Investment decisions are not only affected by Overconfidence but also depend on financial potential such as free cash flow of enterprises. Enterprises with CEOs Overconfidence and large cash flows easily lead to overinvestment (Heaton, 2002; Malmendier & Tate, 2005a). In contrast, enterprises with low cash flow will limit overinvestment but increase underinvestment affecting firm‟s value. Many studies have shown the sensitivity of investment to cash flow and Overconfidence (Hackbarth, 2008; Heaton, 2002; Malmendier & Tate, 2005b). Therefore, considering the impact of cash flow on the investment of businesses with confident CEOs Overconfidence in businesses brings suggestions to adjust investment policies or control the investment.

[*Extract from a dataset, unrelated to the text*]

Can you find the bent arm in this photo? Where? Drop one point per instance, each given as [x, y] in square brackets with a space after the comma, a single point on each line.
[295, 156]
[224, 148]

There have been many studies conducted to assess the impact of Overconfidence on corporate investment taking into account the cash flow factor. In particular, the major studies that show the positive effects of Overconfidence to investment and cash flow tend to increase the impact of Overconfidence on investment (Goel & Thakor, 2008; Hackbarth, 2008; Heaton, 2002; Malmendier & Tate, 2005b, 2008). However, the evaluation studies for enterprises in Vietnam are still limited. Therefore, the authors conduct research on the topic "Influence of Overconfidence and cash flow on investment in Vietnam".
2. Literature Review
2.1. Over Confidence
The analysis of overconfidence relates several branches of the psychology literature (Malmendier & Tate, 2005b). Having research that defines excessive self-confidence is the difference between a person's belief in self-ability and actual capacity (Pikulina et al., 2017). People often perceive themselves to be more capable than reality and controlling behavior often exceeds their limits (Gervais, Heaton, & Odean, 2003). There, people often think about themselves higher than others (above average) through positive personal indicators. (Kruger, 1999; Pikulina et al., 2017; Svenson, 1981). The effect of being considered higher than average leads to causal provisions (Malmendier & Tate, 2005b). Individuals often expect their decisions to be successful in the future. If their decisions are successful, they consider it a result of their decision. However, in contrast when their decisions bring failure, they attribute this to being an unlucky factor (or bad luck) (Feather & Simon, 1971). This self-serving attribution of outcomes reinforces overconfidence (Malmendier & Tate, 2005b).
The OverConfidence is kind of Heuristic (Heuristics are rules of thumb, which people use to make decisions in complex, uncertain environments (Gigerenzer & Gaissmaier, 2011; Tversky & Kahneman, 1974), in which, people often focus on one aspect of the problem and ignore other factors that may affect their decisions (Abdin, Farooq, Sultana, & Farooq, 2017; Gigerenzer & Gaissmaier, 2011). With their investment decisions, people often ignore the principle necessary conditions such as valuation of stocks or financial indicators (Abdin et al., 2017). With the investment decisions of individual investors in the market, it is a behavior that clearly shows the factors of OverConfidence (Abdin et al., 2017; Tversky & Kahneman, 1974). OverConfidence is evaluated as a heuristic with a characteristic that individual investors often use in decision making (Abdin et al., 2017; Waweru, Munyoki, & Uliana, 2008).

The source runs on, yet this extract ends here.